In Jones v. Berge, 246 F.Supp.2d 1045 (E.D.Wis.2003), the defendant disagreed with counsel’s decision to file a no-merit report, so the attorney closed the file. As in Betts, the federal court ordered his appellate rights reinstated.

Distinguishing the two cases, the court of appeals wrote, “Maroney moved to withdraw as counsel, thereby involving the court and giving Van Hout an opportunity to respond to the motion. He did not do so. Unlike Betts, the record in this matter reveals that Van Hout was advised of his options and the no-merit procedure.”

The court concluded that, by his conduct, Van Hout forfeited his right to counsel: “We understand and support the idea that every convicted defendant should have the right to an appeal. But we are nonetheless confident that a defendant, by actions designed to obfuscate and frustrate the judicial review process, can give up that right. Criminal defendants often disagree with appointed counsel’s decision to file a no-merit report precisely because they believe that, for whatever reason, they have a right to more from their appointed counsel. They do not.”
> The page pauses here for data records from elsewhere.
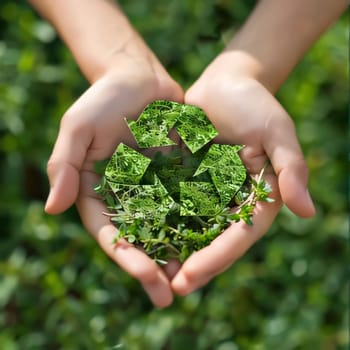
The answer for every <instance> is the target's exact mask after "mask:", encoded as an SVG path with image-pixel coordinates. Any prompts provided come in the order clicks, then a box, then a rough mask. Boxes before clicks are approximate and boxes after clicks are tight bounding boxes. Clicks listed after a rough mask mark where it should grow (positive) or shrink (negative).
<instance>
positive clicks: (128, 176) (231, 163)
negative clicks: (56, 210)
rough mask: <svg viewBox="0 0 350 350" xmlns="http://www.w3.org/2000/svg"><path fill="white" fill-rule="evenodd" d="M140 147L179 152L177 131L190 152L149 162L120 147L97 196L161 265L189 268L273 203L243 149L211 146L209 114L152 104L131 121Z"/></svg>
mask: <svg viewBox="0 0 350 350" xmlns="http://www.w3.org/2000/svg"><path fill="white" fill-rule="evenodd" d="M127 123H128V125H129V128H130V130H131V132H132V133H133V135H134V137H135V139H136V141H137V143H138V146H139V147H140V148H151V147H161V146H174V145H175V143H174V141H172V140H171V139H169V138H168V134H169V132H170V130H171V129H172V128H175V129H176V130H177V132H178V134H179V136H180V137H181V139H182V140H183V141H184V143H185V145H186V146H187V148H182V147H177V148H174V147H172V148H171V149H169V147H168V148H167V149H166V151H165V152H160V151H158V152H155V153H154V154H153V155H152V156H151V158H148V157H145V156H144V155H142V154H141V153H139V152H138V151H135V150H133V149H132V148H130V147H128V146H126V145H124V144H122V143H121V144H120V145H119V146H118V147H117V149H116V151H115V152H114V154H113V155H112V157H111V159H110V161H109V162H108V164H107V166H106V168H105V171H104V175H103V178H102V180H101V183H100V184H99V186H97V187H96V189H95V190H96V191H97V192H98V193H100V194H101V197H102V199H103V200H104V201H105V202H106V204H107V207H108V210H109V213H108V214H106V215H109V216H110V217H111V221H112V222H113V223H115V225H116V226H117V227H118V233H117V235H116V237H115V241H118V240H119V238H121V237H123V238H125V239H127V240H128V241H129V242H130V243H133V244H135V245H137V246H140V247H141V248H142V249H144V251H145V252H146V253H147V254H148V255H149V256H151V257H152V258H153V259H155V260H156V261H158V262H159V263H166V261H167V259H169V258H172V257H175V258H179V259H180V260H181V261H184V260H185V259H186V258H187V257H188V256H189V255H191V254H192V253H193V252H194V251H197V250H199V249H201V248H203V247H205V246H207V245H208V244H210V242H211V241H212V240H213V239H215V237H217V236H218V235H219V234H220V233H221V232H222V231H223V230H224V229H226V228H227V227H228V226H229V225H230V224H231V223H232V222H238V221H239V220H243V221H244V222H245V223H247V224H249V225H252V223H253V221H252V216H253V211H254V207H255V204H256V202H257V201H270V200H271V199H270V198H269V197H268V196H269V193H270V192H271V188H270V187H269V185H268V184H267V183H266V182H265V181H264V180H263V178H262V175H263V171H264V169H263V170H262V171H261V173H260V174H259V176H258V177H257V178H252V177H250V176H248V174H247V170H246V168H245V166H244V164H243V163H242V160H241V158H240V157H239V154H238V152H239V151H240V150H241V149H242V148H243V146H242V145H221V144H215V143H214V144H213V143H211V142H212V140H213V139H214V138H215V136H216V135H217V134H218V133H217V131H216V130H215V128H214V127H213V125H212V124H211V122H210V121H209V119H208V118H207V116H206V115H205V114H204V112H203V111H202V110H201V109H200V108H198V107H195V106H190V105H183V104H179V103H176V102H171V101H160V100H158V101H155V102H153V103H151V104H149V105H148V106H147V107H146V108H145V110H144V111H143V112H142V114H141V115H140V117H139V118H138V120H137V121H130V120H127Z"/></svg>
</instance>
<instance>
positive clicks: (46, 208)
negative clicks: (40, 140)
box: [45, 123, 92, 214]
mask: <svg viewBox="0 0 350 350" xmlns="http://www.w3.org/2000/svg"><path fill="white" fill-rule="evenodd" d="M91 140H92V136H91V135H89V133H88V132H85V133H84V132H79V133H78V130H74V128H73V127H71V126H70V124H68V123H66V124H65V123H61V128H60V131H59V134H58V137H57V140H56V144H55V147H54V149H53V152H52V155H51V157H50V160H49V162H48V166H47V173H48V176H49V180H50V194H49V197H48V199H47V201H46V206H45V210H46V211H47V212H48V213H50V214H57V213H60V212H62V211H64V210H66V209H67V208H68V207H70V206H71V205H72V204H73V203H74V202H75V200H76V198H77V195H78V191H79V176H80V174H79V172H80V169H81V166H82V164H83V161H84V159H85V156H86V152H87V149H88V147H89V145H90V142H91Z"/></svg>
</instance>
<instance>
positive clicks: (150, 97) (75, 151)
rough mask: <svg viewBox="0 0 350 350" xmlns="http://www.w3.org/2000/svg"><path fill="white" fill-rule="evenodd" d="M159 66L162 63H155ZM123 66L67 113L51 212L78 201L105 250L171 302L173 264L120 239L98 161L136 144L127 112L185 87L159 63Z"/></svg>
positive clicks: (51, 192)
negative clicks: (127, 146) (117, 235)
mask: <svg viewBox="0 0 350 350" xmlns="http://www.w3.org/2000/svg"><path fill="white" fill-rule="evenodd" d="M156 66H157V65H156ZM119 67H120V69H119V68H118V69H115V70H114V71H112V72H109V73H107V74H105V75H104V76H103V77H102V78H100V79H99V80H98V81H97V82H96V83H94V84H93V85H92V86H91V87H90V88H89V89H88V90H87V91H86V92H85V93H84V94H83V95H82V96H81V97H80V98H79V99H78V100H77V101H76V102H75V103H74V104H73V105H72V106H71V107H70V108H69V110H68V111H67V112H66V113H65V115H64V116H63V118H62V122H61V126H60V130H59V134H58V137H57V140H56V144H55V147H54V150H53V152H52V155H51V157H50V160H49V162H48V175H49V180H50V187H51V190H50V195H49V198H48V200H47V203H46V208H45V209H46V211H47V212H48V213H50V214H57V213H60V212H62V211H64V210H66V209H67V208H68V207H69V206H71V205H72V204H73V203H76V205H77V208H78V211H79V214H80V216H81V219H82V222H83V224H84V226H85V227H86V228H87V230H88V231H89V232H90V233H91V234H92V236H93V237H94V239H95V240H96V241H97V242H98V243H99V245H100V246H101V247H102V249H103V250H104V251H105V252H106V253H107V254H108V255H109V256H110V257H111V258H112V260H114V261H115V262H116V263H117V264H118V265H119V266H120V267H121V268H123V269H124V270H125V271H126V272H128V273H129V274H130V275H131V276H133V277H134V278H136V279H138V280H139V281H140V283H141V284H142V286H143V287H144V289H145V290H146V292H147V293H148V295H149V297H150V299H151V300H152V302H153V303H154V304H155V305H157V306H166V305H168V304H170V303H171V302H172V298H173V293H172V291H171V288H170V282H169V278H171V277H172V264H169V266H168V267H167V269H161V268H160V267H159V266H158V265H157V264H156V263H155V262H154V261H153V260H151V259H150V258H148V256H147V255H146V254H144V253H143V252H141V251H140V250H138V249H136V248H135V247H133V246H132V245H131V244H129V243H127V242H126V241H125V240H122V239H121V240H120V241H119V242H118V243H117V244H113V243H112V242H113V238H114V236H115V234H116V228H115V226H114V225H112V224H111V223H110V220H109V218H108V217H106V216H104V215H103V214H102V213H103V212H106V211H107V209H106V207H105V205H104V204H103V203H102V201H101V199H100V198H99V197H98V195H96V194H95V193H94V191H93V188H94V187H95V186H96V184H98V183H99V177H98V176H97V174H95V172H94V163H95V162H96V161H98V160H102V159H106V158H109V157H110V156H111V154H112V153H113V151H114V150H115V148H116V146H117V144H119V143H120V142H124V143H127V144H129V145H130V144H131V143H132V142H133V140H131V134H130V132H129V130H128V128H127V126H126V123H125V122H124V119H123V118H124V117H125V116H127V117H129V118H132V117H137V116H138V115H139V114H140V112H141V111H142V109H143V108H144V107H145V106H146V105H147V104H148V103H149V102H151V101H153V100H155V99H170V100H176V101H179V102H182V99H183V93H182V90H181V88H180V87H179V86H178V85H177V84H176V83H175V82H174V81H172V80H171V79H170V77H169V76H168V75H167V74H165V72H164V71H163V70H162V69H161V68H160V67H158V68H157V67H156V69H157V70H158V75H155V74H153V72H154V67H153V68H152V69H153V70H152V69H150V70H149V73H147V64H146V63H144V64H139V62H136V64H134V65H133V64H132V60H131V59H130V58H128V60H127V61H126V62H125V65H124V66H123V64H122V62H120V65H119Z"/></svg>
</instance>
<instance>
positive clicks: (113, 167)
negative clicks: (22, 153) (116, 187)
mask: <svg viewBox="0 0 350 350" xmlns="http://www.w3.org/2000/svg"><path fill="white" fill-rule="evenodd" d="M150 163H151V159H149V158H147V157H145V156H144V155H142V154H141V153H139V152H137V151H135V150H133V149H132V148H130V147H128V146H127V145H125V144H123V143H120V144H119V146H118V147H117V149H116V150H115V152H114V153H113V155H112V158H111V160H110V161H109V162H108V164H107V167H106V170H105V177H106V180H107V182H113V183H118V184H134V185H136V184H138V183H139V182H140V180H141V178H142V176H143V174H144V173H145V171H146V170H147V167H148V166H149V164H150Z"/></svg>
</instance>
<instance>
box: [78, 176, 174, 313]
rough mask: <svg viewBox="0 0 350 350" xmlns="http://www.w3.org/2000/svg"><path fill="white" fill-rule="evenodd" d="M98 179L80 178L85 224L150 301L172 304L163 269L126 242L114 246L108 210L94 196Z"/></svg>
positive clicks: (149, 258) (143, 253)
mask: <svg viewBox="0 0 350 350" xmlns="http://www.w3.org/2000/svg"><path fill="white" fill-rule="evenodd" d="M96 183H98V177H97V176H96V175H95V174H93V173H90V172H83V173H82V175H81V186H80V189H81V190H80V194H79V197H78V200H77V202H76V204H77V208H78V210H79V214H80V216H81V219H82V222H83V223H84V225H85V227H86V228H87V230H88V231H89V232H90V233H91V234H92V236H93V237H94V238H95V240H96V241H97V242H98V243H99V245H100V246H101V247H102V249H103V250H104V251H105V252H106V254H107V255H108V256H110V257H111V258H112V260H114V261H115V262H116V263H117V264H118V265H119V266H120V267H121V268H122V269H123V270H125V271H126V272H127V273H128V274H130V275H131V276H132V277H134V278H136V279H137V280H139V281H140V283H141V284H142V286H143V288H144V289H145V290H146V292H147V294H148V295H149V297H150V299H151V301H152V302H153V304H154V305H156V306H158V307H165V306H168V305H170V304H171V303H172V300H173V294H172V291H171V288H170V282H169V279H168V278H167V276H166V274H165V273H164V272H163V271H162V269H161V268H160V267H159V266H158V265H157V264H156V263H155V262H154V261H153V260H152V259H150V258H149V257H148V256H147V255H146V254H144V253H143V252H142V251H141V250H139V249H137V248H135V247H134V246H133V245H131V244H129V243H128V242H126V241H125V240H123V239H120V240H119V242H118V243H117V244H113V239H114V237H115V234H116V232H117V230H116V228H115V227H114V226H113V225H111V223H110V220H109V218H108V217H106V216H105V215H103V212H104V211H106V207H105V206H104V205H103V203H102V202H101V200H100V198H98V197H97V196H96V195H95V194H94V193H93V192H92V188H93V186H94V184H96Z"/></svg>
Accordingly, the court denied the petition.

Before concluding, the court added “Finally, a defendant cannot forbid appointed counsel from filing a no-merit report and then claim that counsel has abandoned him or her when counsel moves to withdraw from the representation. We will not allow a defendant to play games in order to get something that the defendant is not entitled to have or to engage in an endless go-round with this court over the course of postconviction proceedings. That is what is going on here, and we will not play that game.”